De Broglio was also involved with the ANC underground and, when its leaders were arrested at Rivonia in July 1963, he was put under surveillance and his employers were threatened, forcing him into exile in London.

In 1966, a Sanroc committee in exile was created, based in London in the basement of the Portman Court Hotel, owned by De Broglio. In April of that year, he attended an IOC meeting in Rome and secured the support of members from Africa, Asia and Latin America against South Africa's bid to rejoin the Olympics, resulting in the committee being forced to announce the withdrawal of South Africa from the 1968 Olympics in Mexico.

The IOC old guard fought back and rescinded the Mexico ban. De Broglio, through Sanroc, organised a boycott of the Olympics by most African and Asian countries, forcing the committee to withdraw the invitation.

By now, Sanroc leaders (mainly De Broglio and the charismatic Dennis Brutus) were constantly attending meetings of international sports organisations, from soccer to athletics. From Jamaica, Tehran, Budapest and Berlin to the inaugural meeting of the Supreme Council for Sport in Africa at Bamako, they put the case for apartheid teams to be banned.

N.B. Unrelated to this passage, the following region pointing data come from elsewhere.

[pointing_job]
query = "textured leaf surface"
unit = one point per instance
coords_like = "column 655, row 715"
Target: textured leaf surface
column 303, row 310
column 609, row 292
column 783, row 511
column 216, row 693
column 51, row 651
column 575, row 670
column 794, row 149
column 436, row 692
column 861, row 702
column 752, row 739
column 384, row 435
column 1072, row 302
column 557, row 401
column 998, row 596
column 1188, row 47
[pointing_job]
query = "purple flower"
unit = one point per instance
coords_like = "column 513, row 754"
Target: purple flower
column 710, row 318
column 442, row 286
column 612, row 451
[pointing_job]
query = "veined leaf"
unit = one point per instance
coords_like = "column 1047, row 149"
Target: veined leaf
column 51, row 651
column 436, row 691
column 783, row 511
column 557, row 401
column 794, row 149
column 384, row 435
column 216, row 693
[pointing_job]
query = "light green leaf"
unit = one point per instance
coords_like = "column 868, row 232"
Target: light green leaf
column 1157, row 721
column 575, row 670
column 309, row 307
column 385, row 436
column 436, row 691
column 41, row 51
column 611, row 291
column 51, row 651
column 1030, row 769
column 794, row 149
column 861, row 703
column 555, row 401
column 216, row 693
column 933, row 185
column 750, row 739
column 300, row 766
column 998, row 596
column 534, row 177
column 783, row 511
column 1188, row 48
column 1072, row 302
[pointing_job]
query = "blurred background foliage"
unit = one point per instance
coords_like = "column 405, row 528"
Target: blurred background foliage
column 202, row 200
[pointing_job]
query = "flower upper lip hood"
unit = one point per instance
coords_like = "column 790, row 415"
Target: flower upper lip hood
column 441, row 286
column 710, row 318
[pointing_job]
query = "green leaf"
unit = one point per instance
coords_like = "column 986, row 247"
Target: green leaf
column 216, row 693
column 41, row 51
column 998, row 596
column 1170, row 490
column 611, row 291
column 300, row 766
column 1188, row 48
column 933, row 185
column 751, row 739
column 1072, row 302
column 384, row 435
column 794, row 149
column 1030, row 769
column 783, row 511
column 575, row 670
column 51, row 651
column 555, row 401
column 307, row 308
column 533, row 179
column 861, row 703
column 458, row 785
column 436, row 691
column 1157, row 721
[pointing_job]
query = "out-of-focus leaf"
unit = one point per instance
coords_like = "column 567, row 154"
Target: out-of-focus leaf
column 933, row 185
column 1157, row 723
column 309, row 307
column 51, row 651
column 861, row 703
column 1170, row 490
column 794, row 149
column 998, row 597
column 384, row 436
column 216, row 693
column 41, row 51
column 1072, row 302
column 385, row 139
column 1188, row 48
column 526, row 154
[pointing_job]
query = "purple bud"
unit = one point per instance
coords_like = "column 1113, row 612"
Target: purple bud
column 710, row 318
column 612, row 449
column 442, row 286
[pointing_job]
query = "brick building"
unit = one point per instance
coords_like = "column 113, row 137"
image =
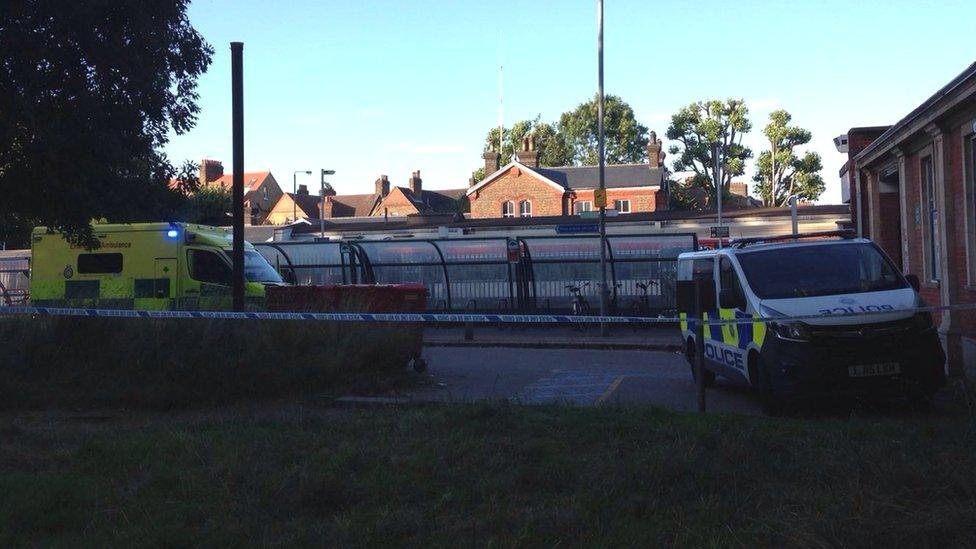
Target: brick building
column 261, row 190
column 384, row 201
column 524, row 189
column 415, row 200
column 913, row 190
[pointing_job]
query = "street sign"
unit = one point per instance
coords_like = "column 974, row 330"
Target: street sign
column 600, row 198
column 578, row 228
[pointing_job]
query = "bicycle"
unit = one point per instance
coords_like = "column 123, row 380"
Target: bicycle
column 579, row 307
column 642, row 304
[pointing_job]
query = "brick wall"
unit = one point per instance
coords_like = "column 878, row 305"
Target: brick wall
column 889, row 237
column 517, row 186
column 640, row 200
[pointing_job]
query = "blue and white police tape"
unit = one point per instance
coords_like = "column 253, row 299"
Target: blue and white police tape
column 452, row 318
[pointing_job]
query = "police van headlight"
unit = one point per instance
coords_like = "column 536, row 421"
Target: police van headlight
column 790, row 331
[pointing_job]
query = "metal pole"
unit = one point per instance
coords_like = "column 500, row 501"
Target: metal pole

When I was a 19-year-old anti-apartheid activist, De Broglio, with Brutus, became something of a mentor, pushing me to take the leadership of the Stop The Seventy Tour campaign. I had pioneered non-violent direct action to disrupt matches involving visiting white South African teams and soon huge demonstrations laid siege to the 1969-70 Springbok rugby tour of Britain. The De Broglio family home in Twickenham, not far from the rugby ground, was a distribution point for more than 100 tickets given to demonstrators to invade the pitch during the December 1969 match.

On the back of all this, threats to wreck the summer 1970 cricket tour, coupled with Sanroc organising a boycott by African, Asian and Caribbean countries of the Edinburgh Commonwealth Games, forced the cancellation of the tour.

Sanroc increased its activities in collaboration with the UN's Special Committee against Apartheid, international sports federations and the anti-apartheid movements in Britain, Australia, New Zealand, France, Holland and the US, which led to South Africa's expulsion from most international sport.

As Nelson Mandela, Walter Sisulu, Govan Mbeki and many other struggle leaders subsequently told me, the success of the campaign in getting white South Africa expelled from global sport was vital.

It boosted the freedom struggle at a critical time in the early 1970s, when most of the leadership were locked up and internal resistance had been crushed.

In 1987, De Broglio was involved in organising a meeting between ANC officials and 60 leading Afrikaners in Dakar that helped to pave the way for the defeat of apartheid and the creation of the new South Africa. He was awarded the Olympic Order in 1997 in recognition of his actions against racism in sport and in defence of the Olympic Charter.

He moved to Mauritius and then Corsica, where he spent his final years. He had a lifelong interest in sport and weightlifting and gave up going to the gym only at the age of 80. De Broglio was gregarious, had an infectious sense of humour and was an accomplished cook.

He married June von Solms in 1954. She died of cancer in 1982. He married his second wife, Renee, in 1988 and is survived by her, his six children, 11 grandchildren and five great-grandchildren from his first marriage.